Currency in China

In my books, there are three main forms of currency. First, we have copper coins. They are worth very little (for example, a good Serice pancake costs around 100-150 copper coins). Copper coins are typically carried with a string through the open hole in the middle, and a string of coins is usually close to 1,000 coins. 

The second unit of currency is the silver cat, which is a small ingot of silver, roughly shaped like a sleeping cat with its tail curled around (forming an oval shape). The silver cat in Serica is roughly equal to a string of 1,000 copper coins. A person can barely get by on an income of one silver cat per month. 

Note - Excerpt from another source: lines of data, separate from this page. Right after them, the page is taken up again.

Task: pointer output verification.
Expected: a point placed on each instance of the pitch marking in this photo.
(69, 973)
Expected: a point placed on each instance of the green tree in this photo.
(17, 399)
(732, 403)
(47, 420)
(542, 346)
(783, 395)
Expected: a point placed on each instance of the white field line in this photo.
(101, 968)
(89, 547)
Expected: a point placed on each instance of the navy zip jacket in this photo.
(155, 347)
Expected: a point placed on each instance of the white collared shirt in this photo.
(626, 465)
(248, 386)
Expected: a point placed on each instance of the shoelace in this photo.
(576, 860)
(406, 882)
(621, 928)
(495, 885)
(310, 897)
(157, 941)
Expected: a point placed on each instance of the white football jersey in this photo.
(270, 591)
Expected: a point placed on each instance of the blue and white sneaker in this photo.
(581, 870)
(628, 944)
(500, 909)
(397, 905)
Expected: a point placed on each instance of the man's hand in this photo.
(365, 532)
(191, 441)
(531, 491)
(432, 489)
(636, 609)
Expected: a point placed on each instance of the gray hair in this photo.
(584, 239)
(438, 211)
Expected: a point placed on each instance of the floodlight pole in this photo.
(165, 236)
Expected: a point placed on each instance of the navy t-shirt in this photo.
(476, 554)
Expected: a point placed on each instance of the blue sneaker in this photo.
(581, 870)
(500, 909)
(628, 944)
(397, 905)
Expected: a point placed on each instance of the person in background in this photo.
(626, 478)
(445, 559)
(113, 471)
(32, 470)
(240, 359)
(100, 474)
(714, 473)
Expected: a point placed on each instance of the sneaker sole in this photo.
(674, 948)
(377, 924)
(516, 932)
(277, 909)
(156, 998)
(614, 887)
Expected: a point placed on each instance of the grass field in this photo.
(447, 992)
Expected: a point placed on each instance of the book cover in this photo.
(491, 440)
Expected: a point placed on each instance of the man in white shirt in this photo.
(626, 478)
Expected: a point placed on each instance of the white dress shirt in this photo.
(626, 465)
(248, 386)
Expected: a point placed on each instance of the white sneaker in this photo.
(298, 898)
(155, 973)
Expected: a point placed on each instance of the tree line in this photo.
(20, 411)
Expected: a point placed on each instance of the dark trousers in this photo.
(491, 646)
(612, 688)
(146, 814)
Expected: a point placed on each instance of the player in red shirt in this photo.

The third unit of currency is the Salt Note. A salt note is worth a certain amount of salt from the government’s salt supply (in Serica, the government has a monopoly on salt production). Typically, salt notes are worth half a wagon load of salt, sometimes more. This usually translates into a value of five to ten silver cats, and it varies based on the current price of salt. Salt notes have been used in the past and, in the past, they have been rendered completely worthless by the overprinting of salt notes by unwise government officials. 

Song dynasty copper coin
Copper coin from the Song Dynasty

What relation does this have to China during the Song-Yuan-Ming era? For copper coins, this is pretty accurate. There is a funny story from Vietnamese history where the government sold tons of rice to Chinese merchants (a normal thing to do) but they only accepted copper coins in payment and the Vietnamese government then melted the copper coins down to help them make bronze cannons. Copper coins were very, very cheap. Really too cheap but the Imperial government made the coins in vast quantities, year after year, century after century. You can easily buy 1,000 year-old copper coins today because so many were produced in every decade.

Ming silver tael
Ming silver tael (weight was two taels, when cast)

As for silver cats? This is sort-of accurate but not exactly. Silver was the main transaction currency for large purchases in China but silver coins were rare. (And, for reasons that are still mysterious, gold coins are virtually never to be found!) In the Ming Dynasty, silver coins were never minted and so everyone had to use small ingots or pieces of silver. These were called taels in the north, and sycee in the south. A larger unit of silver (16 tales or more than a pound) was called a catty. I took the word catty, and voila! The silver cat was born.

And the salt notes? Are these real? Yes, these also are based on the history of China. The Song first used paper money to create a contract such that the holder of an official salt note could obtain a fixed quantity of salt from the Imperial storehouse. In theory, the only way you could get a salt note in the first place was to deliver supplies to one of the northern forts. The fort quartermaster would then give a merchant some salt notes in exchange for the supplies, and then the notes could be redeemed back at the capital. By adjusting the value of the note compared to the value of the supplies delivered, the government could get food and materials delivered to the northern forts “for free”. By accident, the Song created the first bank notes which were widely used throughout the Song lands.

Unfortunately, the system of paper money was misused at the end of the Song Dynasty and thoroughly misused by the Mongols (Yuan Dynasty). All it takes is to print more salt notes than you actually have salt available and the currency begins to drop in value. The loss of confidence in a government’s salt notes is not usually fixable and soon they are worthless pieces of paper. The Ming “solved” this problem by not issuing salt notes at all (at least not after 1380~). Under the Ming, all big transactions had to be done via ingots of silver or gold. And so the silver/gold had to be first assayed (to make sure the silver wasn’t mixed with some worthless metal) and then cast into small one-ounce molds, because who wants to carry around a single large brick of silver? No one does.

I recommend the Shanghai Museum, it had a great section on currency when I was there in 2015.